Mercury is the smallest planet in the Solar System and the closest to the Sun. It is one of four terrestrial planets in the Solar System, and is a rocky body like Earth. It is the smallest planet in the Solar System, with an equatorial radius of 2,439.7 kilometers (1,516.0 mi).

Mercury's surface is similar in appearance to that of the Moon, showing extensive mare-like plains and heavy cratering, indicating that it has been geologically inactive for billions of years.

Early observation

The earliest known recorded observations of Mercury are from the MUL.APIN tablets. These observations were most likely made by an Assyrian astronomer around the 14th century BC. The cuneiform name used to designate Mercury on the MUL.APIN tablets is transcribed as UDU.IDIM.GU\U4.UD ("the jumping planet").Babylonian records of Mercury date back to the 1st millennium BC. The Babylonians called the planet Nabu after the messenger to the gods in their mythology.

The Greco-Egyptian astronomer Ptolemy wrote about the possibility of planetary transits across the face of the Sun in his work Planetary Hypotheses. He suggested that no transits had been observed either because planets such as Mercury were too small to see, or because the transits were too infrequent.

In medieval Islamic astronomy, the Andalusian astronomer Abū Ishāq Ibrāhīm al-Zarqālī in the 11th century described the deferent of Mercury's geocentric orbit as being oval, like an egg or a pignon, although this insight did not influence his astronomical theory or his astronomical calculations. In the 12th century, Ibn Bajjah observed "two planets as black spots on the face of the Sun", which was later suggested as the transit of Mercury and/or Venus by the Maragha astronomer Qotb al-Din Shirazi in the 13th century.

In India, the Kerala school astronomer Nilakantha Somayaji in the 15th century developed a partially heliocentric planetary model in which Mercury orbits the Sun, which in turn orbits Earth, similar to the Tychonic system later proposed by Tycho Brahe in the late 16th century.

Astrology

Mercury is the ruling planet of Gemini and Virgo and is exalted in Virgo. In classical Roman mythology, Mercury is the messenger of the gods, noted for his speed and swiftness. Echoing this, the scorching, airless world Mercury circles the Sun on the fastest orbit of any planet. Mercury takes only 88 days to orbit the Sun, spending about 7.33 days in each sign of the zodiac. Mercury is so close to the Sun that only a brief period exists after the Sun has set where it can be seen with the naked eye, before following the Sun beyond the horizon.

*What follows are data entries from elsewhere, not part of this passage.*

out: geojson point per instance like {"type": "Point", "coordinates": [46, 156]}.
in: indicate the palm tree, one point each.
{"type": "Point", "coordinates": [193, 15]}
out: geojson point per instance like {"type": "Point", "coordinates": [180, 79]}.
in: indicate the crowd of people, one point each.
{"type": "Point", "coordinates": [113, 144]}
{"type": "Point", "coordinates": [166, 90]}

Astrologically, Mercury represents the principles of communication, mentality, thinking patterns, rationality/reasoning, adaptability and variability. Mercury governs schooling and education, the immediate environment of neighbors, siblings and cousins, transport over short distances, messages and forms of communication such as post, email and telephone, newspapers, journalism and writing, information gathering skills and physical dexterity.

In medicine, Mercury is associated with the nervous system, the brain, the respiratory system, the thyroid and the sense organs. It is traditionally held to be essentially cold and dry, according to its placement in the zodiac and in any aspects to other planets.

In modern astrology, Mercury is regarded as the ruler of the third house; traditionally, it had the joy in the first house. Mercury is the messenger of the gods in mythology. It is the planet of day-to-day expression and relationships. Mercury's action is to take things apart and put them back together again. It is an opportunistic planet, decidedly unemotional and curious.